La Poudre noire de Maître Hou
La Poudre noire de Maître Hou de Thanh-Van Tran-Nhut, née en 1962
Editions Philippe Picquier, 2002, 300 pages
Une enquête du mandarin Tân, un polar historique vietnamien
Une jonque chargée de marchandises de valeur est coulée à l’embouchure du Fleuve Rouge par des morts-vivants. La technique utilisée ici rappelle étrangement celle qui a valu la célébrité à deux héros de l’indépendance du pays : Ngo Quyen en 938 contre les Chinois et Tran Hung Dao contre les Mongols, 600 ans plus tard. La jonque s’est empalée sur des pieux plantés dans la baie d’Ha Long et deux femmes sont mortes, coincées dans la cale et transpercées par les pieux.
Le mandarin Tân commence à peine à mener son enquête que le comte Diem est assassiné sur le balcon de son palais et que des plaques tombales sont volées dans les cimetières par des morts-vivants dont la description ressemble à ceux qui ont arraisonné le navire. Lourde tâche que celle de résoudre ces trois affaires, qui vont progressivement se révéler liées.

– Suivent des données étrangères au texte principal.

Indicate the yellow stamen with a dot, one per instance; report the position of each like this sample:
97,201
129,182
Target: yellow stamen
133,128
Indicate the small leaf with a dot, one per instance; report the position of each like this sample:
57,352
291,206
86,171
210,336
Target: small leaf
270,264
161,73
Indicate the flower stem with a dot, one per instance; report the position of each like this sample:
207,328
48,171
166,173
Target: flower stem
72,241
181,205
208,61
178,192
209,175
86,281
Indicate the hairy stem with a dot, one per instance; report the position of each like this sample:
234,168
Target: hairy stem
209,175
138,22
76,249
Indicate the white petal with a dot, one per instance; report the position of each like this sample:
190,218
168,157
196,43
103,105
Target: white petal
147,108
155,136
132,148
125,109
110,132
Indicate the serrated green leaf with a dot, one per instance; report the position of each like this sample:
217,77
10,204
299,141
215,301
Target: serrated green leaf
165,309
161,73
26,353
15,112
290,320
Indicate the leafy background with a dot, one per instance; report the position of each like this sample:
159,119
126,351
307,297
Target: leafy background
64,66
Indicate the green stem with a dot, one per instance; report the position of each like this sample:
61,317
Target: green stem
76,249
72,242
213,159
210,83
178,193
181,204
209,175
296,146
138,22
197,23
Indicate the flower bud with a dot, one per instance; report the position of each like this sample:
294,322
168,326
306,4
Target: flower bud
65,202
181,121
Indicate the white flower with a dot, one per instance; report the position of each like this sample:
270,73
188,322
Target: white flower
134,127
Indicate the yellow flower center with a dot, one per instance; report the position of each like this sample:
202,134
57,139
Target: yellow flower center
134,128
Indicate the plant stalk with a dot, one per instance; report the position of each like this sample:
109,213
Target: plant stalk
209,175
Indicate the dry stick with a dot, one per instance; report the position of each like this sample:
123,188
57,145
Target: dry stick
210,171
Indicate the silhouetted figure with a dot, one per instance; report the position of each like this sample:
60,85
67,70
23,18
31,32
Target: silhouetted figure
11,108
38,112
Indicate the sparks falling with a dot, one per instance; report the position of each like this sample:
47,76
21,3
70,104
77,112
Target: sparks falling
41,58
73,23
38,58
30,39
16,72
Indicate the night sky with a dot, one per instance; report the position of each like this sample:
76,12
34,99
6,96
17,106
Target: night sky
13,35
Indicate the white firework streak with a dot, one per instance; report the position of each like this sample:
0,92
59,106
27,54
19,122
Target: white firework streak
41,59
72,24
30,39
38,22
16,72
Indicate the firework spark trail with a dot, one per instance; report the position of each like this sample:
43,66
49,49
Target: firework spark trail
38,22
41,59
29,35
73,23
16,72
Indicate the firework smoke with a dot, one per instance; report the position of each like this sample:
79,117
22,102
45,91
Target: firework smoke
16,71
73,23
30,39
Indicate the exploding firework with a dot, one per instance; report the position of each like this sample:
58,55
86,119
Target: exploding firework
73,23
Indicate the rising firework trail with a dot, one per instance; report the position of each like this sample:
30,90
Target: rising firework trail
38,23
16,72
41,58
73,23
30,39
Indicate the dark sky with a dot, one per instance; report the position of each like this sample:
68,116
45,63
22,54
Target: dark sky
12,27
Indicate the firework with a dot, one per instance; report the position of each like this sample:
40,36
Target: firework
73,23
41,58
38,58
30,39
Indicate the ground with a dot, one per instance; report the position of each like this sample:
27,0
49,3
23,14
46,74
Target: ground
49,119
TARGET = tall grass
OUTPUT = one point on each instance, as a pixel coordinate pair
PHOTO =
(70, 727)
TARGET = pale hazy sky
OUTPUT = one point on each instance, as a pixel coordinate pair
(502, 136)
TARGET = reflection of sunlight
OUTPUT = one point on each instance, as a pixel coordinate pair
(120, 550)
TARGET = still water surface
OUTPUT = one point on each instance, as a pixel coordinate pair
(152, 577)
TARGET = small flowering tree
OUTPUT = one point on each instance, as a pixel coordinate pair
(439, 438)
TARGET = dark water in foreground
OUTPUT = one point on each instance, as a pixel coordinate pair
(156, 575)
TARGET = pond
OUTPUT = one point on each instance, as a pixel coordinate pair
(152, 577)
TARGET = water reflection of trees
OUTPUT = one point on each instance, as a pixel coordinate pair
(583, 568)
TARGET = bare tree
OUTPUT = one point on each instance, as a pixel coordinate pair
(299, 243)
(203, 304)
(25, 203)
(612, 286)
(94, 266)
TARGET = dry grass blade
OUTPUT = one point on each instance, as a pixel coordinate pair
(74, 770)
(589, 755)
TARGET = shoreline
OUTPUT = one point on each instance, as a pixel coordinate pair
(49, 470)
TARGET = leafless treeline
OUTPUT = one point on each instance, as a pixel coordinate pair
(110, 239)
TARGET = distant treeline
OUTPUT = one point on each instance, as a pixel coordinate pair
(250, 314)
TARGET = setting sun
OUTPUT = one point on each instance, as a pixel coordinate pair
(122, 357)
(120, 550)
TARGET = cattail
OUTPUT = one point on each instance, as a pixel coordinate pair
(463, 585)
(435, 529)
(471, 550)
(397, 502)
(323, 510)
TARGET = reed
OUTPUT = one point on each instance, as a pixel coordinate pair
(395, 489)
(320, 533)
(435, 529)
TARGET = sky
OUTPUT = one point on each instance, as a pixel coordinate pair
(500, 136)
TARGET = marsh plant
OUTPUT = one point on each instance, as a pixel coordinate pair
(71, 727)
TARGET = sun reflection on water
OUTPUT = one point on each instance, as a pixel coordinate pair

Le Jésuite français, Hsiu-Tung, ami du mandarin Tân, avec qui il a de nombreuses conversations sur les sciences et les croyances va contribuer à la résolution des trois affaires, au péril de sa vie.
Deux femmes de grande beauté, Mme Aconit, gardienne de la prison, et Mme Libellule, belle-sœur du comte Diem et épouse de l’eunuque Clémence, intriguent le mandarin Tan.
C’est au retour d’un voyage éclair en Chine pour se documenter sur les pratiques et les théories du maître chinois du Jésuite Hsiu-Tung que la lumière sera faite.
Haut du formulaire Bas du formulaire. On ne s’ennuie pas à la lecture de ce roman aux nombreux rebondissements dont les ressorts ont deux origines : la recherche du profit et la recherche de l’immortalité. Dieu et l’argent.
Mais la toile de fond historique reste mince : la présence des missionnaires français est assurée par le seul Jésuite Hsiu-Tung, celle des marchands portugais du port de Fai Fo, actuelle Hoi An, est esquissée.
La confrontation des visions du monde et de l’au-delà selon le Confucianisme, le Culte des ancêtres, le Taoïsme, le Moïsme et le christianisme est intéressante. Elle montre combien les croyances et les rites des différentes religions ponctuent la vie quotidienne des Vietnamiens. Les soins se font par les plantes, les poudres, les insectes, les cristaux de quartz et autres produits improbables. Les religions qui interfèrent sans cesse dans les enquêtes du mandarin.
Les pratiques ésotériques et alchimiques donnent cependant lieu à des développements un peu longs.
Mme Aconit est une adepte du moïsme, doctrine de Mo-tseu. D’abord disciple de Confucius, Mo Tseu l’a ensuite combattu, « critiquant les piliers mêmes de la société : famille et respect dû au rang social. Foulant aux pieds le caractère sacré des ancêtres, faisant preuve d’un altruisme indifférencié, les moïstes étaient la lie de la société. Avec leur idéal de liberté, ils auraient vite fait de démanteler les fondations d’une structure que des générations de lettrés avaient mis à instaurer. » p.151
Les réflexions du Jésuite consignées dans son cahier noir et son déchirement au moment de quitter l’Orient pour retrouver sa Bretagne natale reflètent les interrogations sincères d’un homme traversé par le doute.« Parti de France avec l’idée que la Chine accusait un retard sur l’Europe dans bien des matières, il revenait avec la conviction qu’au contraire l’Orient précédait l’Occident dans nombre de domaines. » Une belle philosophie du voyage.